Jen Bellingham, reached separately twenty minutes later, was warmer.
“Oh, sweetheart,” she said, when the nature of the article was explained to her. “Are you okay? You sound stressed. You should come up sometime. We’ll take you out. Anderson Valley is magical. The light up there — you would die. I’ll send you the names of the wineries we love. Mark and I are practically locals at this point. We know everybody.”
She was asked whether she was concerned about driving home after several hours of wine tasting.
“Oh, please,” she said. “We’re so careful. We pace ourselves. We eat. We have, like, you know, the cheese plate, and the meats, and we make sure we’re, like, hydrating. People make such a thing about this. Sober drivers are the ones causing accidents. It’s a fact. Look it up. Sober drivers are distracted. They’re on their phones. They’re tired. They’re, like, anxious. A glass of wine just takes the edge off. It makes you a better driver. Studies have shown this.”
She was asked which studies.
“Studies,” she said. “European studies.”
She was asked where she had read about these studies.
“Oh, you know,” she said breezily. “Around.”
A 2023 report from the California Highway Patrol noted that fatal crashes involving impaired drivers in the state’s wine-producing regions had increased 31% over the preceding five years, with the largest contributor being what the report called “weekend visitors operating high-end SUVs on unfamiliar two-lane roads at high rates of speed following multiple tasting-room visits.” The report did not name the Bellinghams specifically.
It did not need to.
It described them, in fairly clinical language, for approximately fourteen pages.

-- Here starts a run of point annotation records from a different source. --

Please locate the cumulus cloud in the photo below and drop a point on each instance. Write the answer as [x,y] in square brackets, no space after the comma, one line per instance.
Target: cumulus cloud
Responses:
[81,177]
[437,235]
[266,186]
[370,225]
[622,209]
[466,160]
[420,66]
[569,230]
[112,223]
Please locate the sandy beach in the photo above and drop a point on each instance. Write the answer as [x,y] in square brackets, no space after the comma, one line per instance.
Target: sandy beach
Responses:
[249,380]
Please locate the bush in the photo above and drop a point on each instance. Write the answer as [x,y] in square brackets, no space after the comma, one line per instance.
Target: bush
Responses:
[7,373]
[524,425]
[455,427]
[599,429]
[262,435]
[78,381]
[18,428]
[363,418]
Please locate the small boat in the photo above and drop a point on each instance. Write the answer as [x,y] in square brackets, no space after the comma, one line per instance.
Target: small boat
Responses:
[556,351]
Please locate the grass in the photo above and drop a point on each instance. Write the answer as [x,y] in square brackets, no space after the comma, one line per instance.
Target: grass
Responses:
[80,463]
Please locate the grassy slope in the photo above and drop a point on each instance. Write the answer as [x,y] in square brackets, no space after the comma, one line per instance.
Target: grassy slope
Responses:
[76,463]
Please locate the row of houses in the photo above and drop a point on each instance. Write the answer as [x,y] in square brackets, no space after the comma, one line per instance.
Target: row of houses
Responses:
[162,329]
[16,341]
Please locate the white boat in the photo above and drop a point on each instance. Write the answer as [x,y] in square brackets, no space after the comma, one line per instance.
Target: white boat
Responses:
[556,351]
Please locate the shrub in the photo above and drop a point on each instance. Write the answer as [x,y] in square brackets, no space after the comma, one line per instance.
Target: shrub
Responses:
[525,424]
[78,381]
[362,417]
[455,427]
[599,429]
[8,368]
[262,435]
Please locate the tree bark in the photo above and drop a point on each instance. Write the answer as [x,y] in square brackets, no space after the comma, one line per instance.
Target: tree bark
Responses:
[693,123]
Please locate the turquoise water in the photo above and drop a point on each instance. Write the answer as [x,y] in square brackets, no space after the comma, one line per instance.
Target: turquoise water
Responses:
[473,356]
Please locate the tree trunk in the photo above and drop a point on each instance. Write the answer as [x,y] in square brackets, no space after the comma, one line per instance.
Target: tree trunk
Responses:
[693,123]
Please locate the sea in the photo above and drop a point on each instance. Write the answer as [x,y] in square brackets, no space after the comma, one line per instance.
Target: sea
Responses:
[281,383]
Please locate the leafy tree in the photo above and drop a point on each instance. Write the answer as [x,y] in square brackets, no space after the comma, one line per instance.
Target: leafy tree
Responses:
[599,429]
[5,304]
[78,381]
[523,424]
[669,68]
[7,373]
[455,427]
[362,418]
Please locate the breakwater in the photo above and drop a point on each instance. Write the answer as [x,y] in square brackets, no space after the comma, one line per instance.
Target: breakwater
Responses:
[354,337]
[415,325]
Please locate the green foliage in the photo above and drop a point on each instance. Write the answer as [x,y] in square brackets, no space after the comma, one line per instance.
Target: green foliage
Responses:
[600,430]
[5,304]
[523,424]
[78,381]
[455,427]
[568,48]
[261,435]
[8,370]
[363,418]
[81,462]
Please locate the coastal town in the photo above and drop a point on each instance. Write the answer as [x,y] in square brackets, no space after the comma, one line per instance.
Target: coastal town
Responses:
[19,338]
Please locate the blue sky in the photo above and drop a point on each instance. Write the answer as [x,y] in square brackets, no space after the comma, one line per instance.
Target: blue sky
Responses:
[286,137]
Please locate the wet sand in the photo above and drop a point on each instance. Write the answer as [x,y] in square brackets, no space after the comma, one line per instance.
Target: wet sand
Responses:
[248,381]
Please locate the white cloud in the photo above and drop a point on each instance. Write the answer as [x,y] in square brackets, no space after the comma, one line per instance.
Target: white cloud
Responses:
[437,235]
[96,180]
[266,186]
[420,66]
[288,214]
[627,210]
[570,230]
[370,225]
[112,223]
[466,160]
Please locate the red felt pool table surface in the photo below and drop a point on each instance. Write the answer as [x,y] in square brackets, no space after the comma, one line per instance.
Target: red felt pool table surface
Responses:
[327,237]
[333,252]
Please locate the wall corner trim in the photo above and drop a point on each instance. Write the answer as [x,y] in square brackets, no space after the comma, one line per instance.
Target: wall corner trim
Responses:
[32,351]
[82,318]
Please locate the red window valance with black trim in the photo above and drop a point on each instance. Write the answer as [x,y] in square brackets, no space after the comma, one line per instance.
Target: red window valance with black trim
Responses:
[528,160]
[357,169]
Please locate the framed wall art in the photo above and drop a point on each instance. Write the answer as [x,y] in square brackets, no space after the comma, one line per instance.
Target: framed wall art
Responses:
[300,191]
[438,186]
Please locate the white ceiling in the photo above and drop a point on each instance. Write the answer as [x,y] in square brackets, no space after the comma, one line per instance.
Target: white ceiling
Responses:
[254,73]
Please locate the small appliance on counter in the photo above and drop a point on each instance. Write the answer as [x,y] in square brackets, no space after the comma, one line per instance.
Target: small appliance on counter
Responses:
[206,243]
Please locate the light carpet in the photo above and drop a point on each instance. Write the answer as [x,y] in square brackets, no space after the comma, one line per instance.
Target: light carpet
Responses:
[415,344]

The Bellinghams are scheduled to return to wine country next Saturday. They have already made reservations. The first stop is the boutique winery near Boonville. The flight is the six-pour. The charcuterie board is the regular. The drive afterward will be approximately seventy-two miles, on two-lane country roads, through a region where the speed limit is, in most places, thirty-five.
The Bellinghams have done this drive a hundred times.
Other people, sources confirmed, have done it once or twice, with their children in the car, on their way home from a soccer tournament, doing the speed limit, hoping nothing comes around the next curve too fast.
Atlas Bellingham, age 4, will be at home with the nanny.
She will not, this Saturday, be in the car.
The Bellinghams, when asked about this earlier in the week by a friend, said it was because she gets carsick on the curves.